Itulah sebabnya, saat masih sekolah, uang sakunya hampir tidak ada. Ketika masuk asrama saat SMA, Arlina baru diberi uang saku beberapa ratus ribu rupiah dan itu pun tidak pernah mereka berikan dengan inisiatif.
Arlina harus hidup berhemat. Sampai ketika benar-benar kehabisan uang, barulah dia memberanikan diri pulang untuk meminta kepada mereka. Tentu saja, dia akan dimarahi habis-habisan.

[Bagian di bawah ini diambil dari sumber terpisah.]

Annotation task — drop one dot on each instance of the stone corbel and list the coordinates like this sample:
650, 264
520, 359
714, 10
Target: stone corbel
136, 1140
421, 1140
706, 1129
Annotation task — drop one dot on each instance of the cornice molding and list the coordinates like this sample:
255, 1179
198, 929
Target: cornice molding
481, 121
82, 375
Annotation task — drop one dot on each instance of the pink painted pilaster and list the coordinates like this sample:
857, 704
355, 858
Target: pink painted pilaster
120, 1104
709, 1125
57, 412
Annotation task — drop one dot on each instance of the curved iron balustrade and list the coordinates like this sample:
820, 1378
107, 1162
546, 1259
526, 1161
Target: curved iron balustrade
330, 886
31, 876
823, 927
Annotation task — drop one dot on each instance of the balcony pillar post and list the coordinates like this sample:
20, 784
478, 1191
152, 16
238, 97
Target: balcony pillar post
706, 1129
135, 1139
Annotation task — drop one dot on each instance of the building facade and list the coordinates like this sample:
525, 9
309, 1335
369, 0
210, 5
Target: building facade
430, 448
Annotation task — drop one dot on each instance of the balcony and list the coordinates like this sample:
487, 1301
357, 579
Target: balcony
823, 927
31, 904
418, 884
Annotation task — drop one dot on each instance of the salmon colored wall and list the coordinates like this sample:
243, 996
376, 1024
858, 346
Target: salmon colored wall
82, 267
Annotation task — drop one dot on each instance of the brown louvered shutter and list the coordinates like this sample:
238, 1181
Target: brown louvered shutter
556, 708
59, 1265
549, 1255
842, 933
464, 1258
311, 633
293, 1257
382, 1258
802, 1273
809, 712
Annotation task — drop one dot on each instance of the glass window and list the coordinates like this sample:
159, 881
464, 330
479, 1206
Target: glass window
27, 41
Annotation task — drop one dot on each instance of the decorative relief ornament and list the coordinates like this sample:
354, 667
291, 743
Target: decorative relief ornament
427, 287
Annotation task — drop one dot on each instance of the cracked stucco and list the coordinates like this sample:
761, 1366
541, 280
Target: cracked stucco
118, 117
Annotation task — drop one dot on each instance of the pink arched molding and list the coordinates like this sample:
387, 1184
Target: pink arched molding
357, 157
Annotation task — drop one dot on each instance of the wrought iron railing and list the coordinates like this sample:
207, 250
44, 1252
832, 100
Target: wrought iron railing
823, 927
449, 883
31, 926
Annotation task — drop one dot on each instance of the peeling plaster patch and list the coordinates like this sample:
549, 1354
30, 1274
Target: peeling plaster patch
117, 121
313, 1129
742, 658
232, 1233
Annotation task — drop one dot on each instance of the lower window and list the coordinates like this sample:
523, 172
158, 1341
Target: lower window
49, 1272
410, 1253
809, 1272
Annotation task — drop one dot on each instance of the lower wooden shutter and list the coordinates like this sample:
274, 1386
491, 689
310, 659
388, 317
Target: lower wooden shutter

Setelah masuk universitas, dia hampir tidak pernah meminta uang lagi dari mereka selain biaya kuliah. Bagi Arlina, uang sejumlah tiga jutaan itu adalah jatah hidup selama beberapa bulan saat SMA. Dulu, dia butuh waktu lama untuk mengumpulkan keberanian dan memohon agar diberi uang. Namun kini, jika putra mereka yang memintanya, semuanya bisa diberikan dengan mudah.
Hatinya tiba-tiba terasa sesak. Arlina tiba-tiba merasakan dorongan yang sangat kuat untuk melarikan diri dari keluarga ini.
Sementara Rexa ... seolah-olah menjadi satu-satunya pegangan hidupnya.
Arlina berlari keluar rumah. Saat berada di halaman apartemen, dia mengeluarkan ponselnya dan mencari nomor telepon Rexa.
"Halo." Suara pria itu tetap lembut dan tenang seperti biasa.
"Pak Rexa." Mendengar suara pria ini, entah mengapa mata Arlina langsung berkaca-kaca. Dia menggenggam ponsel dengan erat, lalu berkata dengan suara gemetar, "Ayo kita menikah."